Classification of positive TST results

Induration size/Patient profile≥5 mm≥10 mm≥15 mm
HIV-infected persons
  • A recent contact of a person with TB disease

  • Persons with fibrotic changes on chest radiograph consistent with prior TB

  • Patients with organ transplants

  • Persons who are immunosuppressed for other reasons (e.g., taking the equivalent of >15 mg/day of prednisone for 1 month or longer, taking TNF- alpha antagonists)

  • Recent immigrants (<5 years) from high-prevalence countries

  • Injection drug users

  • Residents and employees of high-risk congregate settings

  • Mycobacteriology laboratory personnel

  • Persons with clinical conditions that place them at high risk

  • Children <4 years of age

  • Infants, children, and adolescents exposed to adults in high-risk categories

Any person, including persons with no known risk factors for TB

In interpreting a positive TST, it is important to consider much more than only the size of the induration. Rather, the TST should be considered according to three dimensions: size of induration, pre-test probability of infection and risk of disease if the person were truly infected [14]. There are two important causes of false-positive results: nontuberculous mycobacterial (NTM) infection and prior BCG vaccination [15]. NTMs are not a clinically important cause of false-positive TST results, except in populations with a high prevalence of NTM sensitization and a very low prevalence of TB infection [15]. The impact of BCG on TST specificity depends on when BCG is given and on how many doses are administered. If BCG is administered at birth or infancy and not repeated, then its impact on TST specificity is minimal and can be ignored while interpreting the results [15]. In contrast, if BCG is given after infancy (e.g., school entry) and/or given multiple times (i.e., booster shots), then TST specificity is compromised [15].

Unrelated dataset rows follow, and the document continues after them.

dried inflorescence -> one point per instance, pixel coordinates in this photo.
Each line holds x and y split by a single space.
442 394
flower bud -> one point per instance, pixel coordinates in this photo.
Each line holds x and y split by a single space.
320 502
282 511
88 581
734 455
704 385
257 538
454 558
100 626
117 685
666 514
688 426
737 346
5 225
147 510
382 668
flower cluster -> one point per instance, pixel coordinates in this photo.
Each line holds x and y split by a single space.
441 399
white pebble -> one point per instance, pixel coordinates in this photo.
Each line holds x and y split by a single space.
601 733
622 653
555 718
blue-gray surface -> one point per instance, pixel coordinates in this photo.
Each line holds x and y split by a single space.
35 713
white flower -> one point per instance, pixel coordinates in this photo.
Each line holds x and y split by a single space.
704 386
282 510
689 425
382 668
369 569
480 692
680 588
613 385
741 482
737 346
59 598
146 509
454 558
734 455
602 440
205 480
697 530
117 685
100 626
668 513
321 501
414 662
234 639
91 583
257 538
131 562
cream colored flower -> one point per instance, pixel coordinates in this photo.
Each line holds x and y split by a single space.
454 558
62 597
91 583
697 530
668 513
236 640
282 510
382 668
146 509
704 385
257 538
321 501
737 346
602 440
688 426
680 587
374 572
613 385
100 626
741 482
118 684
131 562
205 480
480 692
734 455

Tuberculin skin tests are subject to variability when repeated tuberculin tests are given. Chance variation should result in differences of less than 6 mm (representing two standard deviations) in 95% of subjects. This supports the adoption of 6 mm as a criterion to distinguish increases in reaction size due to random variation alone from true biologic phenomena, which could be either conversion or boosting [16]. Boosting is best distinguished from conversion on clinical grounds. One can attribute an increase in reaction size to boosting when the increase in reaction is seen after an interval of 1–5 weeks during which there has been no possibility of exposure, such as pre-employment testing of a health care worker [16]. Conversion can be confidently stated to have occurred when a previously tuberculin-negative individual becomes tuberculin test positive after receiving BCG vaccination, or following significant exposure such as during an outbreak or as a result of close contact with a highly contagious index case [17, 18]. Among subjects vaccinated in infancy, and tested after an interval of 5 years or more, prevalence of initial tuberculin reactions is the same in vaccinated and unvaccinated reference populations but prevalence of boosting was 7% higher in vaccinated than unvaccinated [19].

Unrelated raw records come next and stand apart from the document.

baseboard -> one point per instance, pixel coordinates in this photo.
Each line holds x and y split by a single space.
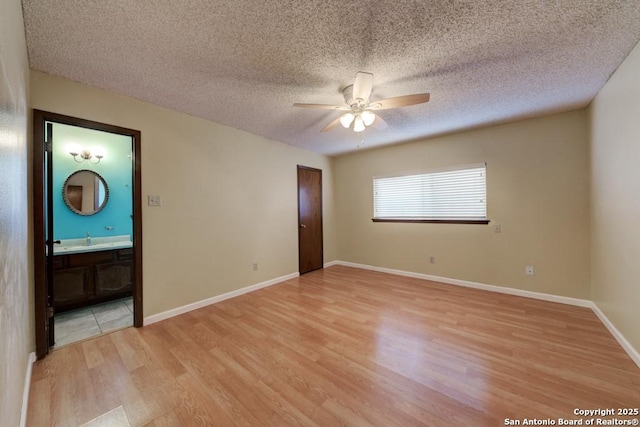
632 352
27 388
203 303
504 290
626 345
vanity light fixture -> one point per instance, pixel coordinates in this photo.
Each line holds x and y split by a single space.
85 155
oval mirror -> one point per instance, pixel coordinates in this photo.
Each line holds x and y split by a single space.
85 192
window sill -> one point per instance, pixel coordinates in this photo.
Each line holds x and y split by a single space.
433 221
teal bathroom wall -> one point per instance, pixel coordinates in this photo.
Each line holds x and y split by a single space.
115 168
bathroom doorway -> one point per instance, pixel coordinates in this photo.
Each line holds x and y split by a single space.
87 229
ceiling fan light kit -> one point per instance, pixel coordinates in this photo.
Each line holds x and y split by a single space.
360 111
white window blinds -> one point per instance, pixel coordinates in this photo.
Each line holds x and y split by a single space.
444 195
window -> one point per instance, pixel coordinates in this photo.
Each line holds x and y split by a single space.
457 195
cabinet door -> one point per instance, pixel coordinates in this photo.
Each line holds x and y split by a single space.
114 278
70 287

The other method of detecting LTBI is based on IFNγ release assays (IGRA). These tests detect a set of Mtb genes that are present in Mtb complex but not present in BCG immunized or in a setting of NTM infection. In this test, the sera of patients is incubated with Mtb specific T lymphocytes. The T cells respond to Mtb-specific gene products by secretion of pro-inflammatory cytokines that are detected. Two IGRAs are commercially available today. QuantiFERON-Gold In Tube test (QFT; Germany) uses whole blood and is ELISA based. The T-SPOT.TB test (Oxford Immunotec, Abingdon, UK) uses peripheral blood mononucleated cell (PBMC) and ELISPOT technique. Both IGRAs incorporate the region of difference 1 (RD1)-encoded 6 kDa early secretory antigenic target (ESAT-6) and 10 kDa culture filtrate protein (CFP10) antigens, whereas an additional single peptide from TB7.7, encoded in RD11, is added to the QFT [20]. The selections of antigens for these tests are critical. Natural immunity to M. tuberculosisis highly individual, multi-epitopic and multiantigenic, and more than 80 antigens are necessary to capture 80% of the MTB-specific T-cell response [21]. The currently used antigens ESAT-6, CFP10 and TB7.7 were selected for their high immunogenicity and specificity for M. tuberculosisinfection, not for their predictive potential. ESAT-6 is considered among the most immunogenic proteins, but it has a drawback when used to detect LTBI. It is secreted through the entire spectrum of latency and also in active stages of the infection. Therefore, disease stage-specific diagnosis is impossible using ESAT-6 [22].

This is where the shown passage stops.